Jijel : la montagne « un écosystème en péril »
Hommage à la société montagnarde
par Radia internaute de Jijel
L´absence de cohérence territoriale et une politique de développement rural intégrée a non seulement pénalisé l´agriculture en général et tout particulièrement la petite paysannerie, mais aussi toutes les zones de montagnes qui se présentent aujourd’hui comme des espaces marginalisés.
La montagne apparaît aujourd’hui comme un écosystème en péril, aux conditions de vie précaire de sa population, il est bien évident que le cloisonnement et l´impact limités qui a caractérisé les programmes de développement rural ne pouvaient en aucune manière répondre aux attentes de cette population et encore moins assurer sa stabilisation.
L´expérience algérienne de développement rural enregistre plusieurs effets pervers, dont la remise en cause des acquis en matière de politiques sociales , de dégradation des ressources naturelles et de développement régional inégal. La crise de montagne, c´est enfin la rupture des complémentarités séculaires avec la plaine et l´économie urbaine. Le processus de sous développement et de marginalisation des espaces montagneux est d´ailleurs un fait historique dûment établis et vérifié par les géographes, les agronomes et les historiens. C´est un processus d´appauvrissement et de régression qui s´est opéré dans ces espaces, souvent au profit des espaces agricoles de plaine et des espaces urbains.
Dégradé et érodé, le patrimoine foncier agricole en Algérie est en effet touché sur des grandes superficies, plus de 80% se situent au Nord et le reste en zones de hautes plaines. Dans la région littorale, ce sont les wilayas de Bejaia et de Jijel les plus touchées par l´érosion accélérée avec la déforestation des terres provoquées par des incendies et favorisée par le relief en pente. Autre grande catégorie des montagnes de pente moyenne soumises aussi á l´effet érosif et ou des espaces forestiers disséminés au milieu des champs céréaliers, correspondent aux Monts de Sétif et Constantine, et les monts de Béni-Chougrane (Mascara –Ouest Algérie).
Les zones de montagnes souffrent d´ une multitude de problèmes et de carences multidimensionnelles. Dans ce contexte le ministère de l´agriculture a mis en œuvre , en 2002, une nouvelle stratégie de développement rural qui suppose une transformation substantielle à partir d´une conception sectorielle de développement jusqu´a une vision intégrale et territoriale, et d´une politique dirigiste à une autre qu´on peut qualifier de participative. Suivant les nécessités prioritaires du milieu rural en général el les zones de montagnes en particulier, la dite politique a tracé comme objectif principal l´amélioration des conditions de vie des populations rurales tous en cherchant son implication dans un processus de développement vue à partir d´une vision intégrale.

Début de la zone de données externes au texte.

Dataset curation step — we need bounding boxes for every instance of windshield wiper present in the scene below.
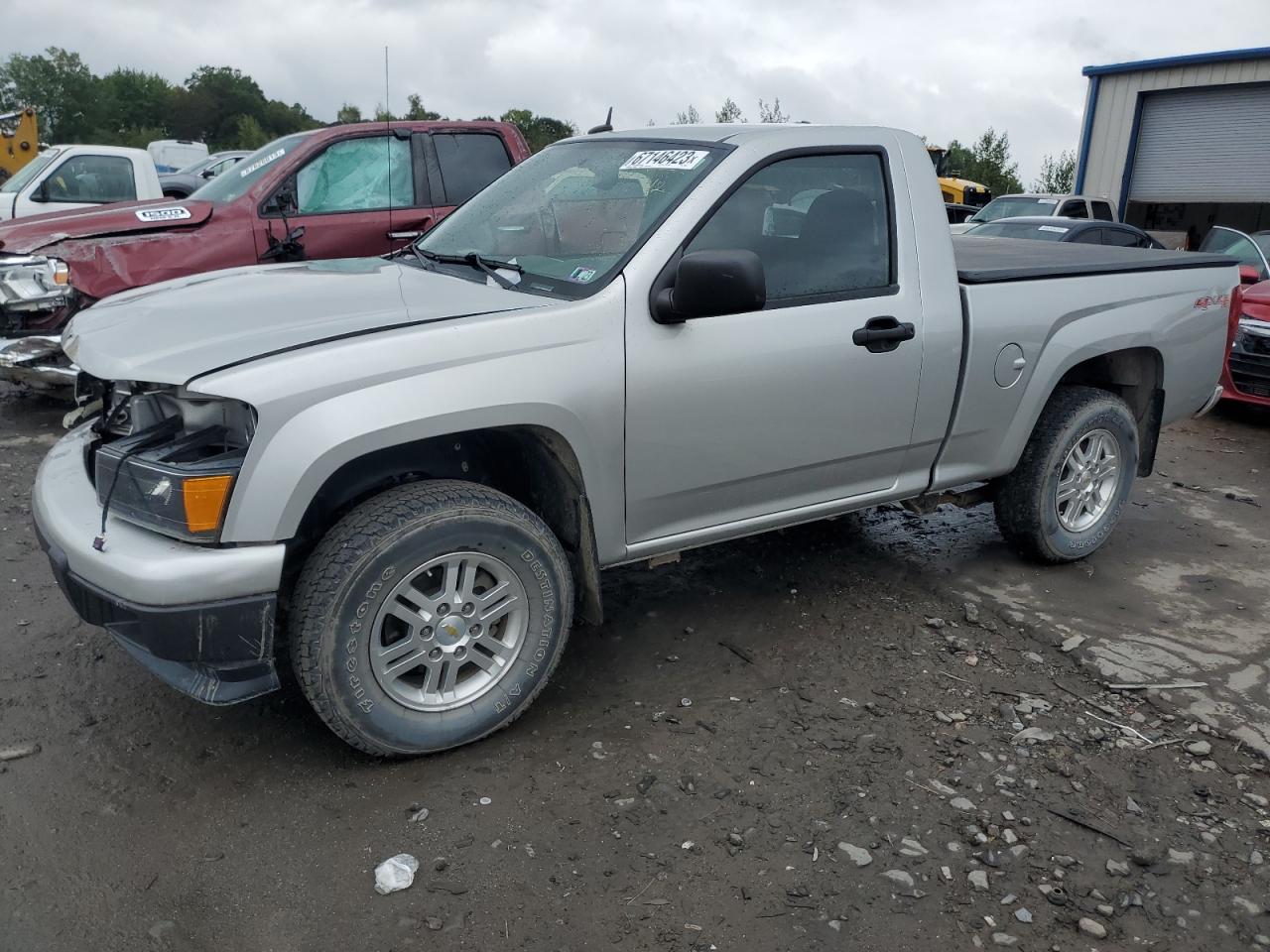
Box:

Afin d´atteindre cet objectif, une série des instruments de la politiques rurales a été formulée afin de mettre en œuvre un processus de décentralisation et d´élaboration de programmes de développement propre à chaque territoire. Cette complicité instrumentale a induit à maintes reprises des problèmes de cohérences, de coordination et de gestion en réduisant à leur tour, l´efficacité de cette politique.

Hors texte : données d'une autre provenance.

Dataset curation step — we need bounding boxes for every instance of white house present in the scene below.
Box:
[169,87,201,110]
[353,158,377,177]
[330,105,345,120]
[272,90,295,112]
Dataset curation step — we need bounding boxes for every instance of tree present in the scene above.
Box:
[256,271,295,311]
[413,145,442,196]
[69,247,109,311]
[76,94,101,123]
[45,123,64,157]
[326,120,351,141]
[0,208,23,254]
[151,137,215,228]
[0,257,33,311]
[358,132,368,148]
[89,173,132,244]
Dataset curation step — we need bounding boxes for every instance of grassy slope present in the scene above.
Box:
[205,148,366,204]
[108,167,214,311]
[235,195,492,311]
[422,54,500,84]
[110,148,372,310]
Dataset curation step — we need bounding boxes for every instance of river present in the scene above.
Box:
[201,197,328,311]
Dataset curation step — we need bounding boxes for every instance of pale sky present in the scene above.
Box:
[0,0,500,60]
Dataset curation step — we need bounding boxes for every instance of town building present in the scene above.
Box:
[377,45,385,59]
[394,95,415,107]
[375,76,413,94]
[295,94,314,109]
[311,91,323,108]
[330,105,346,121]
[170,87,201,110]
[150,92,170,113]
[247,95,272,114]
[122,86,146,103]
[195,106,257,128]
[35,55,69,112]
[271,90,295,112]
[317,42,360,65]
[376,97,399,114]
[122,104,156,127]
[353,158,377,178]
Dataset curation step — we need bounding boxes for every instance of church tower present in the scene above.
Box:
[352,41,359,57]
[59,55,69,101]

Commune de Ouled –Yahia, wilaya de Jijel
L´ évaluation de la politique rurale, au niveau territorial , et ce après environ une décennie de sa mise en œuvre, sur la base des données statistiques et des rapports de suivie de projets de proximités , ainsi que des enquêtes menées sur le terrains avec les bénéficiaires et les représentantes des communautés rurales au niveau de quelques Mechtas situées dans la wilaya de JIJEL , nous permettent de constater que les programmes de développement rural sont entrains de se réaliser de façon lente et peu efficace, avec le risque d´abandonner pour manque d´adaptation aux circonstances du milieu rural. A un niveau restreint qui est le local, on peut citer quelques contraintes qui sont á l´origine de l´échec des programmes rurales, á savoir :
-Le manque de coordination et de complémentarités des actions menées par les différents secteurs. -La rotation du personnel de l´exécutif et avec eux institutionnelle -La non structuration et organisation de la population rural, et son incapacité á mener des actions collectives et des projets de développement.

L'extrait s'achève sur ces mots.